Jenn’s eyes alighted briefly on mine. Our daughter’s popularity was one of the things we often joked about when discussing her. Neither of us had been a member of the in-crowd growing up. We’d actually had mild disdain for the kids who were—an attitude we now knew, as adults, was born of petty jealousy. We certainly never imagined a child of ours would be “one of those kids.” But there she was, as sweet and as popular as a frozen slushie on a hot day. Usually the topic brought smiles to our faces. Now it hurt like hell.

“She usually walks home with her friend Delores. She lives on the next block. But I talked to Delores’ dad and she was sick that day and hadn’t been in school.”

“So Mikki was alone?”

“Yes,” Jenn replied. Then, ever the lawyer, she added, “As far as we know.”

“What time was she supposed to be home?”

“Usually no later than four.”

“Usually?” Bukowski questioned, his deep-set eyes making a tour of our faces. “Was something different on Tuesday? What time were you expecting her home that day?”

“Same time,” Jenn said quickly. “We just don’t know…I mean, we didn’t expect her…I mean…”

I took over. “What Jenn means to say is that neither of us were going to be here when Mikki got home that day. Usually I was,” I hastily added as if I needed to apologize—which I probably did. “That day, both my wife and I had appointments in the city. I was supposed to have been home by seven, but I didn’t get here until around ten-thirty. Jenn got home at ten.” With every word that came out of my mouth, I kept thinking to myself:
This is bad, this sounds really bad, this sounds fishy even to me
.

“I’m sure it’s been covered, but can you confirm that both of you have provided officers with exact details of where you were on Tuesday night? And contact information for the people you were with?”
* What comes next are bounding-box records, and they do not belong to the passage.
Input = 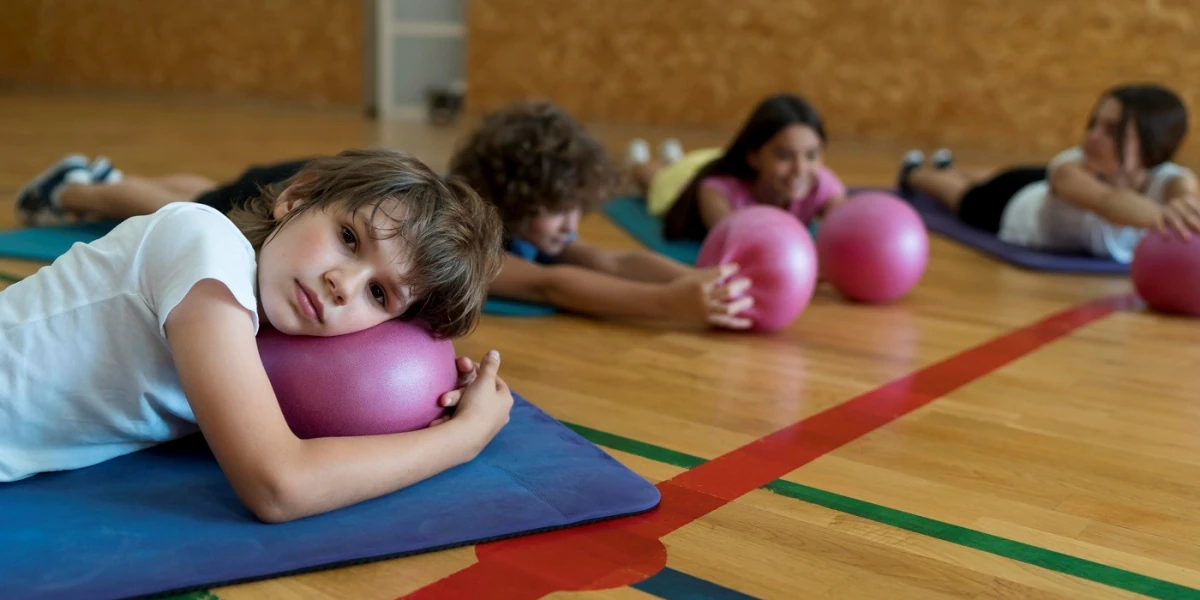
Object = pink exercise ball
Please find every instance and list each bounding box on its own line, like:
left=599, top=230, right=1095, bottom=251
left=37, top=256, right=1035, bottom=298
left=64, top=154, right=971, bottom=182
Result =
left=696, top=205, right=817, bottom=331
left=817, top=192, right=929, bottom=302
left=258, top=319, right=458, bottom=439
left=1130, top=233, right=1200, bottom=316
Bukowski was being straightforward and unapologetic. He was basically saying we needed to prove we didn’t do something bad to our own daughter. Fine by me. Do your job and find my kid. I’ll tell you anything you want to know.

Our heads bobbed up and down in unison, looking at the investigator like two penitent children caught near an empty cookie jar, and then at each other. Jenn’s hatred, which had roared over me like a tsunami on Tuesday night, had since receded. She’d made accusations and stripped me bare and lashed me raw with indictments of guilt. That night, I’d slept on the couch. But eventually her logical lawyer’s mind wrested back control from the distraught mother she also was. She knew my mistake had been stupid, but not intentional. We both knew our energies were best spent on solving the problem rather than laying blame.   
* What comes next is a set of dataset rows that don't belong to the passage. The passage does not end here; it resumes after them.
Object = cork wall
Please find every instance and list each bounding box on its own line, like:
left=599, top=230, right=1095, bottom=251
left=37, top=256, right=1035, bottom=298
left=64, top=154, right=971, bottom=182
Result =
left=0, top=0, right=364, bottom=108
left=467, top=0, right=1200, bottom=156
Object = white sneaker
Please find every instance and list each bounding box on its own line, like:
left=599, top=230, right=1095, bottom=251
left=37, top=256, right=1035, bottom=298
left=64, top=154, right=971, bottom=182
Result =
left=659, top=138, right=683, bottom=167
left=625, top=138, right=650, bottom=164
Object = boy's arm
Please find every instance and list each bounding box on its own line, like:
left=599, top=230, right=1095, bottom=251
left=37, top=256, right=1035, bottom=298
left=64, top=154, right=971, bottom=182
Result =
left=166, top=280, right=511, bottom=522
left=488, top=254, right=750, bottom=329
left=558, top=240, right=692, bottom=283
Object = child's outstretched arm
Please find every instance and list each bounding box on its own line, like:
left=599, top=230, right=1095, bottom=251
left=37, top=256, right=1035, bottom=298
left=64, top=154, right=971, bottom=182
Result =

“When I realized Mikki wasn’t with my husband,” Jenn said, “that’s when we called the police.”

“What time was that?”

“Ten thirty-seven, when he came home. I know exactly because I looked at my watch when he opened the front door.”

Bukowski referred to his notes, then stated: “Since the last witness to see Mikki observed her leaving school shortly after three-thirty, that means she was missing for a maximum of seven hours before you contacted police.”

I swallowed hard. It was a long time. I couldn’t bear to think of what my daughter was going through while her mother and I were at separate downtown bars having drinks and laughing it up with friends.

Bukowski was studying the ransom note through a clear plastic evidence bag, deposited there by one of his officers.

“What now?” Jenn wondered aloud. “What do we do now?”

The agent’s eyes shifted up to take me in. “Do you have ten million dollars, Mr. Wills?” He’d obviously heard about the book and movie deal.

“No,” I told him. “Nowhere near it. This is impossible. I can’t raise that kind of money.”

He quirked an eyebrow. “Then I guess we negotiate.”

“You mean for a smaller amount?”

“No, Mr. Wills. For your daughter’s life.”